Mustafa şaşkınlıkla öğretmenini dinliyordu . Öğretmen, aldığı nefeslerini tazeleyerek ve sağa sola yavaş gezintiler yaparak kendi kendine;
-Yanlış mı yapıyorum acaba? deyip, duygularını kontrol etmeye çalışıyordu.
Öğretmen:
-Mustafa!. dedi, soluklandı ve eliyle işaret ederek;
-Yukarıdaki şu tek evin penceresinde devamlı duran bir kız var, onun hakkında bana biraz bilgi verebilir misin? dedi ve derin bir oh çekti.
Mustafa:
-Gülbahar ablamı mı soruyorsun? dedi.
Öğretmen:
-Gülbahar mı?
Mustafa:
-Evet, onun ismi Gülbahar, köyün en güzel kızı, dedi. Cebinden bir mektup çıkartarak:
-Gülbahar ablam babasıyla birlikte bugün İstanbul’a düğüne gitti. Bu mektubu da sana vermemi söyledi, dedi.
Mustafa öğretmenini çok şaşırtmıştı.
-Gülbahar ablam hakkında öğrenmek istediklerinin hepsi o mektubun içinde var, dedi.
Oradan ayrılmak için müsaade istedi ve öğretmenin gözlerine bakarak mırıldandı:
- Sormaz ki bilsin, bilmez ki sorsun...
Öğretmenini mektupla baş başa bırakarak okuldan koşarak ayrıldı.

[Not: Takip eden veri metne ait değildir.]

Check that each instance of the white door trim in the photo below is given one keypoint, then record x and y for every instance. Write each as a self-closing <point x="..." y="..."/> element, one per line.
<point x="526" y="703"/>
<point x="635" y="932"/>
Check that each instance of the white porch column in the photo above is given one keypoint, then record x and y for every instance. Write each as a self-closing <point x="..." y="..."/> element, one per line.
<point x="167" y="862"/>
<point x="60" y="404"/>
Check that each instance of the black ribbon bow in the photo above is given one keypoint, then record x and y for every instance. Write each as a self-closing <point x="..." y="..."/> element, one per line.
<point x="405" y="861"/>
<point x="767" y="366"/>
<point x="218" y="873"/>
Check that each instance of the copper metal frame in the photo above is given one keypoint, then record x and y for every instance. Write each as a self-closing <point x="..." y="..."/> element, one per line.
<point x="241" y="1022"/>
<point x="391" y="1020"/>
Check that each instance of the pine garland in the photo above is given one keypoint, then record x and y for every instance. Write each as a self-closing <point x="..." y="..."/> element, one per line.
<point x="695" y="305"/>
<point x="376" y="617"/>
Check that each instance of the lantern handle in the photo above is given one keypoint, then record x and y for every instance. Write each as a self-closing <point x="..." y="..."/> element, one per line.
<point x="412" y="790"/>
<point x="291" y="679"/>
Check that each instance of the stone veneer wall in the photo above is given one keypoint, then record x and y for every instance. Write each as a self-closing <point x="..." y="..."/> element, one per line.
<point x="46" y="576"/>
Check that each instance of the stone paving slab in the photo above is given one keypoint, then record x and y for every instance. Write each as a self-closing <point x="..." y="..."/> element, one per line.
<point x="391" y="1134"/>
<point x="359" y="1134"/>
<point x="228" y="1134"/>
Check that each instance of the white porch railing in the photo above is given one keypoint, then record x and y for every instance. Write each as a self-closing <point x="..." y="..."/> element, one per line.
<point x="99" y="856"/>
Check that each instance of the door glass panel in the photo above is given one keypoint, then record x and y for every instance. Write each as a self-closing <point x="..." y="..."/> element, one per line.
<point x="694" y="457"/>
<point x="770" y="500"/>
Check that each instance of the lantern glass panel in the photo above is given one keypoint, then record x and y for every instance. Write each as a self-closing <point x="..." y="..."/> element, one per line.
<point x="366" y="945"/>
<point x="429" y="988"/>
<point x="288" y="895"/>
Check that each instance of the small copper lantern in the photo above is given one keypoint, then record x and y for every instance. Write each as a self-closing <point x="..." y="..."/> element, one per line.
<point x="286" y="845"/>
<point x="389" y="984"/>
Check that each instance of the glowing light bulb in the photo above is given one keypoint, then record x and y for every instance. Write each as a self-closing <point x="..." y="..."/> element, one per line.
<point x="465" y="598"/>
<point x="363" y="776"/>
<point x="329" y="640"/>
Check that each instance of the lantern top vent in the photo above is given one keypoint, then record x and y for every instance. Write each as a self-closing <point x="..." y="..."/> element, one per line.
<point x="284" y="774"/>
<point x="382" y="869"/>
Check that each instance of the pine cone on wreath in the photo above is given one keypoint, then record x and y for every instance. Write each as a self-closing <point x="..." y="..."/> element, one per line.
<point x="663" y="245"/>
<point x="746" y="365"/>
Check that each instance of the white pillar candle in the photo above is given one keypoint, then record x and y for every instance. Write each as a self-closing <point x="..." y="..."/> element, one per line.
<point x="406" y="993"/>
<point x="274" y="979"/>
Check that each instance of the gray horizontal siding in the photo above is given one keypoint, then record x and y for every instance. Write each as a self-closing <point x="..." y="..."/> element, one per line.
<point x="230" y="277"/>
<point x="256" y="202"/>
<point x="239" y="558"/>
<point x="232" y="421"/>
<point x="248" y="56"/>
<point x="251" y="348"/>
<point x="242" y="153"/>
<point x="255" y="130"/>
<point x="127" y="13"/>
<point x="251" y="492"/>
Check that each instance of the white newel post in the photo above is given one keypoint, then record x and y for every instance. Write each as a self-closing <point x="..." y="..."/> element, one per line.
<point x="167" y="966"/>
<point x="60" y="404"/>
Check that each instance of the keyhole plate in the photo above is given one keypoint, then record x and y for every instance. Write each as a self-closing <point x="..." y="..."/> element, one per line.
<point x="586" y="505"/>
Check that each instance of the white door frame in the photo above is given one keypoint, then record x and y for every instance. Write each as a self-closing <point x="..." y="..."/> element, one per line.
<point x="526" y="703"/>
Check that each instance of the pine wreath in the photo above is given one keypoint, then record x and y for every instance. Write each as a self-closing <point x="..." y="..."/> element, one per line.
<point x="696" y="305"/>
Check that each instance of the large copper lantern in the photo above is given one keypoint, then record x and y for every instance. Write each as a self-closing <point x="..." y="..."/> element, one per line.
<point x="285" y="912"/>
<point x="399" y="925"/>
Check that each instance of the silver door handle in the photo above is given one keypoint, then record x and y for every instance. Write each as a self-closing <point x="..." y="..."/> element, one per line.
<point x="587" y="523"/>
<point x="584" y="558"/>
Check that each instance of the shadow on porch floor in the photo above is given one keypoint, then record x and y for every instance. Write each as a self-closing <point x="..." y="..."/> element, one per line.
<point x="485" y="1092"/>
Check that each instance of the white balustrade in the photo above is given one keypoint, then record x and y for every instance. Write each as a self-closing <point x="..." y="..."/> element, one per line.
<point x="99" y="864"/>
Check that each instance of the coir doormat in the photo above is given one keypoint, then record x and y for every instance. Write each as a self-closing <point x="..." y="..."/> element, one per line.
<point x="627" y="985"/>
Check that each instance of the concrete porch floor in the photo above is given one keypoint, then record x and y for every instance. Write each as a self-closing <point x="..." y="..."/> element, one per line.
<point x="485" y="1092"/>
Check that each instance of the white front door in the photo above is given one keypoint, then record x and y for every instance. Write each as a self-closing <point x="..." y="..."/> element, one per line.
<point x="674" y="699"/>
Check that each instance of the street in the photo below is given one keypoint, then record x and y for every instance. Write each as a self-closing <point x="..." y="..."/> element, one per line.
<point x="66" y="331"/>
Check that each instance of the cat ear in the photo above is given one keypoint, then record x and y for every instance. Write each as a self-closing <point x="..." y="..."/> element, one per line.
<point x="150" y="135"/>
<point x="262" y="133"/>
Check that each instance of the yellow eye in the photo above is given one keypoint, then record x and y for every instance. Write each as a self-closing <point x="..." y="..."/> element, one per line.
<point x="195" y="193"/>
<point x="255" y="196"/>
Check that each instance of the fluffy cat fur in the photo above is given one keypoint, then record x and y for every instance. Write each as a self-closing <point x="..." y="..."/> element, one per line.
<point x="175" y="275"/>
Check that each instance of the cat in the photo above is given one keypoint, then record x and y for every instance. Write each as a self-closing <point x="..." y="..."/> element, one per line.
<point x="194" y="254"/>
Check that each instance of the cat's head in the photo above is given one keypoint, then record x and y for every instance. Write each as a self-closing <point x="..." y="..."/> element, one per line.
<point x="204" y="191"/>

Öğretmen, mektubu çıtır tadarak açtı ve önünde duran sandalyeye yarım bir şekilde sekilendi. Mektubunun içinden çıkan gül yapraklarını eziyet vermeden eliyle alıp masasına koydu. Mektubun üzerindeki tarihi okudu ve kendini tamamen mektubun içinde hissederek devam etti.
GÜL BAHARIN MEKTUBU
Öğretmen olmayı çok istiyordum.
“Kız çocukları okur muymuş?...” diyerek babam beni okula salmadı. Biz de “Anaya , babaya saygı başta gelir onlar ne yaparsa doğrusunu yapar” diyorduk .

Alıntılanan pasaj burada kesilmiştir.